De rechtbank heeft het verzoek tot wraking beoordeeld en vastgesteld dat de feiten en omstandigheden die door de verzoeker en zijn raadsvrouw zijn aangevoerd, niet voldoende waren om te concluderen dat de rechter partijdig was. De rechter heeft bevestigd dat hij op de genoemde datum met de heer [X] heeft gesproken, maar ontkent dat hij specifiek naar de verzoeker heeft geïnformeerd. De wrakingskamer oordeelde dat de vrees voor partijdigheid niet objectief gerechtvaardigd was, aangezien de verzoeker niet had aangetoond dat de rechter meer dan alleen de naam van de verzoeker had gevraagd.

De wrakingskamer concludeerde dat de verzoeker en zijn raadsvrouw niet voldoende bewijs hadden geleverd voor hun stelling dat de rechter onpartijdig was. De rechtbank wees het verzoek tot wraking af, waarbij werd benadrukt dat een rechter uit hoofde van zijn aanstelling moet worden vermoed onpartijdig te zijn, tenzij er uitzonderlijke omstandigheden zijn die dit tegenspreken. De beschikking werd openbaar uitgesproken in aanwezigheid van de griffier.

Uitspraak

beschikking
RECHTBANK ALMELO
Wrakingskamer
Parketnummer: 08/700333-11
Zaaknummer: 126410 HA RK
Beschikking van 22 februari 2012
Beschikking van de wrakingskamer op een verzoek tot wraking als bedoeld in artikel 512 e.v. van het Wetboek van Strafvordering gedaan door de advocaat mr. J.O.A.N. de Vries namens:
[verzoeker]
geboren op [datum]1963 in [plaats]
wonende in [plaats] en [adres]
nu verblijvende in HvB Karelskamp te Almelo,
verzoeker,
verder te noemen: [verzoeker],
strekkende tot wraking van mr. H. Bloebaum, rechter in de rechtbank Almelo, sector strafrecht (hierna: de rechter).
Het procesverloop
1.1. Bij de rechtbank is onder parketnummer 08/700333-11 een strafzaak aanhangig tegen de verdachte [verzoeker]. Bij brief van 27 januari 2012 heeft de raadsvrouw van [verzoeker], mr. J.O.A.N. de Vries, advocaat te Enschede, een verzoek tot wraking gedaan, dat is gericht tegen mr. Bloebaum, voorzitter van de behandelende meervoudige strafkamer in de strafzaak onder bovenstaand parketnummer.
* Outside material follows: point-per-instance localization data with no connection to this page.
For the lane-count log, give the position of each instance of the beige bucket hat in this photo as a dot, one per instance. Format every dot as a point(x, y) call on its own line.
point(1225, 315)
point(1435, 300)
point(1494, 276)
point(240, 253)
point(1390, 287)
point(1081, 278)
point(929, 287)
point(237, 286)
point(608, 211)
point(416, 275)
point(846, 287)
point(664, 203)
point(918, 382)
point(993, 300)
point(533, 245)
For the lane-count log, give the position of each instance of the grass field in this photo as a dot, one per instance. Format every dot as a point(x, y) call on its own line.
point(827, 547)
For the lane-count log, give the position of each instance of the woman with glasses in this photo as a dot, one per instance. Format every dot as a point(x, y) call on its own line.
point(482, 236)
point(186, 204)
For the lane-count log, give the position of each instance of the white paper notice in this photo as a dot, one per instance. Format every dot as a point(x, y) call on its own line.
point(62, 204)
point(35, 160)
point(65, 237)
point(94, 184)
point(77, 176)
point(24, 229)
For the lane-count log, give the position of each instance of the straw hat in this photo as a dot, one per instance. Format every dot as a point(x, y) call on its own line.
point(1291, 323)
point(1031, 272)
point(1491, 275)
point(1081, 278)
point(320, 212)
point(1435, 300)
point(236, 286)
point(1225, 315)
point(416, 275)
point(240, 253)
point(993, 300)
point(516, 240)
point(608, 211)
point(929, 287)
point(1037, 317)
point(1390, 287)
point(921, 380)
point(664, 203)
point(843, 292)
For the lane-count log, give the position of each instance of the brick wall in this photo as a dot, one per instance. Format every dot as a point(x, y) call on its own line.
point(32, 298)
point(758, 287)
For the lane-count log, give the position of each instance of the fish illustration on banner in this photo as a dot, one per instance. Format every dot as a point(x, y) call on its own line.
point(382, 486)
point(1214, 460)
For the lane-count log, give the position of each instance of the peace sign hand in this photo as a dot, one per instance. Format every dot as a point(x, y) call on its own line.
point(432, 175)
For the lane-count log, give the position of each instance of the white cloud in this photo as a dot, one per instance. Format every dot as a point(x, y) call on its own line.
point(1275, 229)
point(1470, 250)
De rechter heeft laten weten niet in het wrakingsverzoek te berusten.
1.2. Het wrakingsverzoek is behandeld ter openbare terechtzitting van 15 februari 2012 van de wrakingskamer, waarin de rechter van wie de wraking is verzocht geen zitting had. Daarbij waren aanwezig [verzoeker], vergezeld van zijn raadsvrouw mr. De Vries en mr. Van Zwol, officier van justitie. De rechter heeft een schriftelijke reactie ingediend.
1.3. Namens [verzoeker] heeft mr. De Vries voornoemd het verzoek tot wraking gemotiveerd en toegelicht. De officier van justitie heeft haar standpunt kenbaar gemaakt.
Het verzoek
2.1. De raadsvrouw heeft aan het wrakingsverzoek, zakelijk weergegeven, het volgende ten grondslag gelegd.
2.2. Op 29 december 2011 was de rechter, als lid van de Commissie van Toezicht, in het Huis van Bewaring ‘de Karelskamp’ in Almelo, waar [verzoeker] gedetineerd is. Daar heeft hij een medegedetineerde van [verzoeker], de heer [X], gesproken waarbij zowel de rechter als de heer [X] in de richting van [verzoeker] keken. De heer [X] is na het gesprek naar [verzoeker] toegekomen met de mededeling dat de rechter specifiek naar [verzoeker] geïnformeerd had. Ook een andere medegedetineerde heeft [verzoeker] verteld dat de rechter die dag specifieke vragen over [verzoeker] aan hem stelde. Volgens [verzoeker] heeft de rechter buiten de zitting om informatie (bewijs) verzameld over een verdachte van wie hij op dat moment de strafzaak behandelt. Gelet op deze gang van zaken verzoekt de raadsvrouw de rechter te wraken op grond van feiten en omstandigheden waardoor de rechterlijke onpartijdigheid schade zou kunnen lijden.
De schriftelijke reactie van de rechter
3.1. De rechter heeft niet in de wraking berust en heeft schriftelijk het volgende aangevoerd.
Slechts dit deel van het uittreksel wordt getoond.